Pasuruan, restorasihukum.com – Menjelang pembelajaran tatap muka disekolah negeri maupun swasta dimasa pandemi Covid -19, tentunya persiapan serius harus dipersiapkan sarana prasarana oleh pihak sekolah, seperti tempat cuci tangan, thermo Gun (cek suhu), spanduk himbauan penerapan 3 M dan lain lain sesuai Protokol kesehatan.
Selain semua persiapan tersebut ada satu syarat yang paling penting agar pembelajaran tatap muka bisa berjalan yaitu persetujuan oleh orang tua siswa.

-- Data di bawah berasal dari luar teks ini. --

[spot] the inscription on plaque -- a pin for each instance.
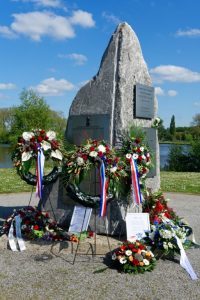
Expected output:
(144, 101)
(83, 127)
(151, 137)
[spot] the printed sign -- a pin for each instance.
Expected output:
(80, 219)
(137, 224)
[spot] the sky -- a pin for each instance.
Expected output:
(55, 46)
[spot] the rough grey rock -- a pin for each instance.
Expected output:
(111, 93)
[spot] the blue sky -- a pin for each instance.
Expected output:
(54, 46)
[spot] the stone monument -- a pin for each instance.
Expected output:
(120, 95)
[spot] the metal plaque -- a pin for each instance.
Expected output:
(144, 101)
(83, 127)
(151, 137)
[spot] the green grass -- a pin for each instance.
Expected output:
(10, 182)
(182, 182)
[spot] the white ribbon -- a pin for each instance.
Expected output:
(11, 238)
(184, 261)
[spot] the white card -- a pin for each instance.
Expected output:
(80, 219)
(137, 224)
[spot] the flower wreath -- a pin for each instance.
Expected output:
(133, 257)
(26, 151)
(82, 159)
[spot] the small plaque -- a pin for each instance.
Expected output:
(137, 224)
(83, 127)
(80, 219)
(144, 101)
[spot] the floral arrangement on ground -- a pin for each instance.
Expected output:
(133, 257)
(166, 227)
(36, 225)
(26, 151)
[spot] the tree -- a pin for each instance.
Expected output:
(35, 113)
(172, 127)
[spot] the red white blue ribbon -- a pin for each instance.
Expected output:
(103, 190)
(39, 172)
(137, 197)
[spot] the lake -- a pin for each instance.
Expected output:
(5, 160)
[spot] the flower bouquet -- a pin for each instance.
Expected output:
(134, 257)
(36, 225)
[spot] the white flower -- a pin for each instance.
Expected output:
(26, 156)
(45, 145)
(146, 262)
(165, 246)
(93, 154)
(57, 154)
(132, 239)
(113, 169)
(51, 135)
(101, 148)
(27, 136)
(123, 260)
(128, 252)
(135, 156)
(114, 256)
(80, 161)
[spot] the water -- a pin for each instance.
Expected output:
(5, 159)
(165, 150)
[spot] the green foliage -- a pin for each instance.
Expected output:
(34, 113)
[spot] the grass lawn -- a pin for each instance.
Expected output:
(181, 182)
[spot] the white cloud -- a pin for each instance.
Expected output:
(174, 74)
(44, 3)
(79, 59)
(37, 24)
(82, 18)
(159, 91)
(172, 93)
(195, 32)
(111, 18)
(53, 87)
(7, 86)
(5, 31)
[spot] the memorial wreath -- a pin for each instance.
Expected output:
(81, 160)
(26, 151)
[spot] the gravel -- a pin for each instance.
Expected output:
(46, 272)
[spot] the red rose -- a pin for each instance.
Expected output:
(36, 227)
(40, 139)
(135, 262)
(167, 215)
(84, 157)
(100, 153)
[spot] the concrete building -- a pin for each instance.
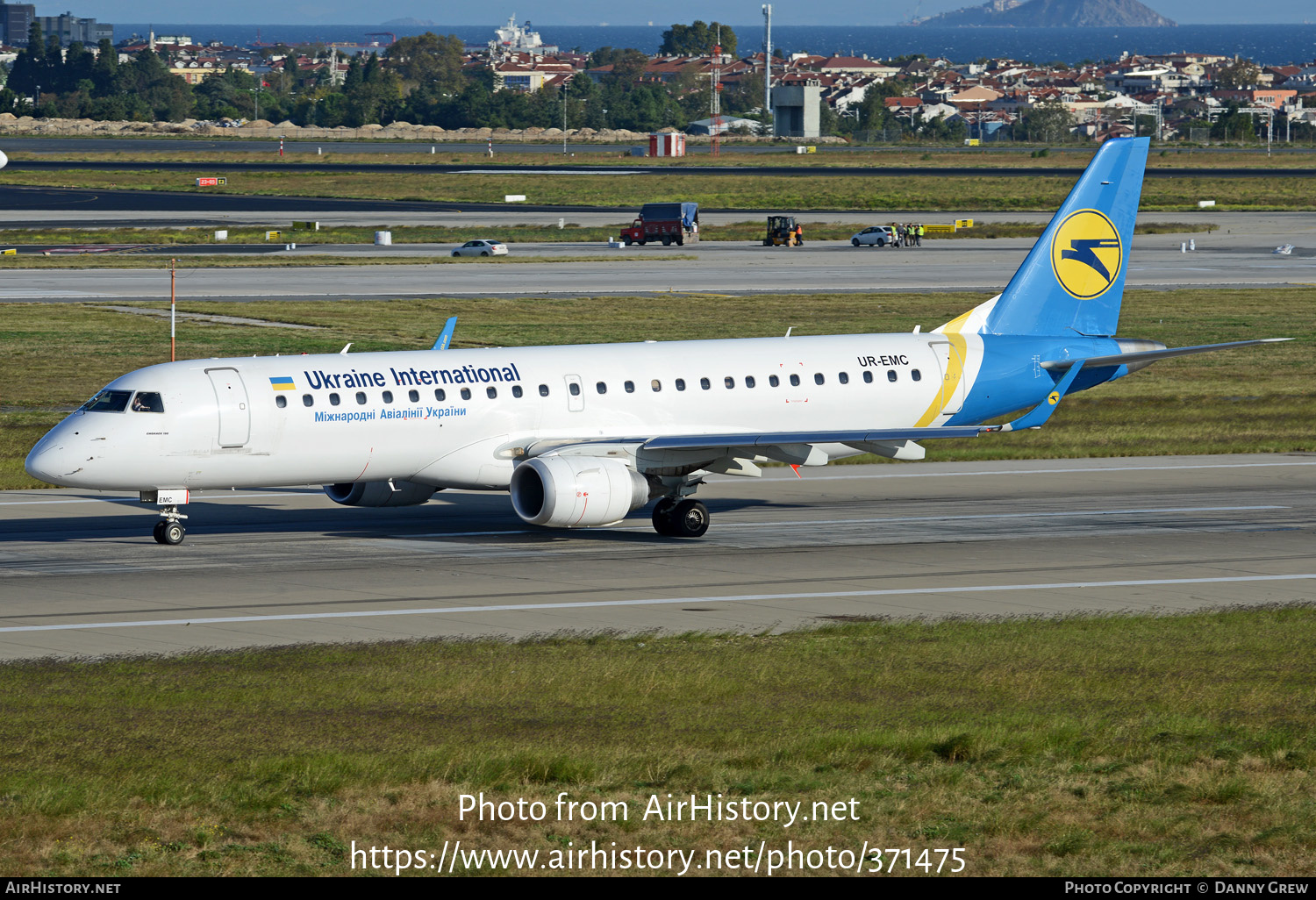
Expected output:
(795, 110)
(71, 28)
(15, 23)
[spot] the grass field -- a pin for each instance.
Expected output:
(740, 191)
(1253, 400)
(1082, 746)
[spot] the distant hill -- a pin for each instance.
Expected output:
(1053, 13)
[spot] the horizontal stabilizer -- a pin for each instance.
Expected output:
(1152, 355)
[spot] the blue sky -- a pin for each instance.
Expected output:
(597, 12)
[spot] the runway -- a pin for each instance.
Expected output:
(716, 268)
(79, 574)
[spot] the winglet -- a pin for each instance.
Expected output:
(1037, 416)
(445, 337)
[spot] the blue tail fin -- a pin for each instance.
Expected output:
(1073, 279)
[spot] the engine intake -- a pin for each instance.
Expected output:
(379, 494)
(576, 491)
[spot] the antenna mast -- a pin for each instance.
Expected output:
(768, 58)
(716, 100)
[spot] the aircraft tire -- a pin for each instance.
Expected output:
(173, 533)
(690, 518)
(663, 523)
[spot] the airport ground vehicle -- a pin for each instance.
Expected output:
(878, 236)
(482, 247)
(781, 232)
(582, 436)
(670, 223)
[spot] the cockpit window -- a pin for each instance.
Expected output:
(147, 402)
(108, 402)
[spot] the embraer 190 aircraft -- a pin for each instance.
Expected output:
(581, 436)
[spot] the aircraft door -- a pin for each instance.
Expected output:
(232, 400)
(952, 365)
(576, 394)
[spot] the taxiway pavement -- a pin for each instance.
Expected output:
(81, 575)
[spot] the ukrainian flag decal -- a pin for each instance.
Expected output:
(1086, 254)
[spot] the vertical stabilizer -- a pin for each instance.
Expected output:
(1073, 279)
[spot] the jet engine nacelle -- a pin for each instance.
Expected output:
(381, 494)
(576, 491)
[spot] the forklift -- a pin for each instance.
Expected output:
(781, 232)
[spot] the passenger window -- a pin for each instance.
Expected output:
(147, 402)
(108, 402)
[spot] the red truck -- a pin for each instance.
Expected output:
(670, 223)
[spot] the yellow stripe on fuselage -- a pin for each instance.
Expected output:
(955, 368)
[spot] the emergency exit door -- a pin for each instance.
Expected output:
(232, 400)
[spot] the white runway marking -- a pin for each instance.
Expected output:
(655, 602)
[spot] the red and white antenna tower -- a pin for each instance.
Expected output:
(716, 100)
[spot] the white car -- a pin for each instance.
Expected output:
(878, 236)
(481, 249)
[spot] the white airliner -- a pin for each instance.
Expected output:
(581, 436)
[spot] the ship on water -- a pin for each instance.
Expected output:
(519, 39)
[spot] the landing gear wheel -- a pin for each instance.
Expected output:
(663, 523)
(690, 518)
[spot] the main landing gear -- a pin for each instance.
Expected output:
(676, 518)
(170, 529)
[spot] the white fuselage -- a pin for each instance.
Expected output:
(376, 416)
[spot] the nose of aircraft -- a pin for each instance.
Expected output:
(52, 461)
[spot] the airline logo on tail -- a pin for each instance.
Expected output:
(1086, 254)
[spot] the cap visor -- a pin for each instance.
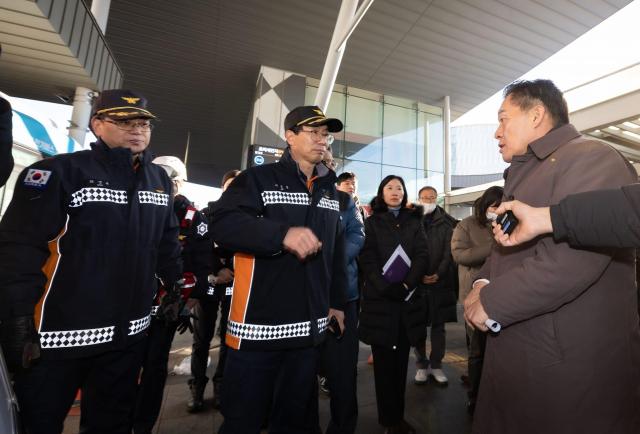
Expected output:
(333, 125)
(133, 114)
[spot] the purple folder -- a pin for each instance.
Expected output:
(397, 266)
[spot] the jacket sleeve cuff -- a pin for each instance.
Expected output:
(560, 230)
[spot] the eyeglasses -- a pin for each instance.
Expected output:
(320, 136)
(131, 124)
(333, 164)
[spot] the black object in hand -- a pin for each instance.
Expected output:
(20, 342)
(507, 222)
(334, 327)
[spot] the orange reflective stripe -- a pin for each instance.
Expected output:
(243, 276)
(49, 270)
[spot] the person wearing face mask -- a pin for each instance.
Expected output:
(391, 315)
(471, 244)
(438, 288)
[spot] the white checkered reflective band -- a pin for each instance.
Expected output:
(278, 197)
(329, 204)
(161, 199)
(139, 325)
(97, 194)
(255, 332)
(76, 338)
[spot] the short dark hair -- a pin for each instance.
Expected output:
(491, 196)
(345, 176)
(527, 93)
(229, 175)
(378, 204)
(427, 187)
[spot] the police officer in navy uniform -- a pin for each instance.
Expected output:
(206, 313)
(283, 222)
(80, 245)
(196, 256)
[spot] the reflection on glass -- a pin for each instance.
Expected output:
(399, 141)
(363, 130)
(430, 142)
(409, 177)
(368, 175)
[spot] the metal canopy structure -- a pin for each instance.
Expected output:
(49, 48)
(197, 61)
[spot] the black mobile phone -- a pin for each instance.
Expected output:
(334, 327)
(507, 222)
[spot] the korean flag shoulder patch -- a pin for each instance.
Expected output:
(202, 229)
(37, 178)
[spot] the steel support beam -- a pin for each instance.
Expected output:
(446, 121)
(100, 11)
(347, 21)
(81, 114)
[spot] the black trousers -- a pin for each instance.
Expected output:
(390, 377)
(203, 330)
(477, 344)
(281, 383)
(339, 358)
(108, 382)
(154, 375)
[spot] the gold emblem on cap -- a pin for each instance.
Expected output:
(130, 99)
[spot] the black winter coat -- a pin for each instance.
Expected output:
(6, 141)
(196, 244)
(381, 316)
(442, 296)
(601, 218)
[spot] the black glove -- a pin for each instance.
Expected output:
(184, 323)
(20, 342)
(395, 291)
(171, 305)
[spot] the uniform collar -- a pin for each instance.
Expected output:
(319, 171)
(121, 156)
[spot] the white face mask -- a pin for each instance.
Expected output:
(429, 208)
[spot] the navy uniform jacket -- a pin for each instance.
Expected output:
(221, 258)
(279, 302)
(6, 141)
(80, 244)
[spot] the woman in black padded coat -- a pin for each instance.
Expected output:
(392, 317)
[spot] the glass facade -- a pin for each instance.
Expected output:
(384, 135)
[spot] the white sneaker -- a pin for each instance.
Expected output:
(421, 376)
(438, 375)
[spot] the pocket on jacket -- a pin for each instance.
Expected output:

Oleh sebab itu, SMPN 2 Bangil, Kabupaten Pasuruan membuat surat pernyataan yang di tujukan kepada orang tua siswa ayang akan mengikuti pembelajaran tatap muka di masa pandemi Covid -19 dan tentunya surat pernyataan tersebut tidak ada unsur paksaan dari pihak sekolah.
Adapun isi surat pernyataan tersebut adalah pertama,: Dengan ini mengijinkan atau tidak mengijinkan kepada anak saya untuk mengikuti tatap muka pada masa pandemi Covid 19 disekolah.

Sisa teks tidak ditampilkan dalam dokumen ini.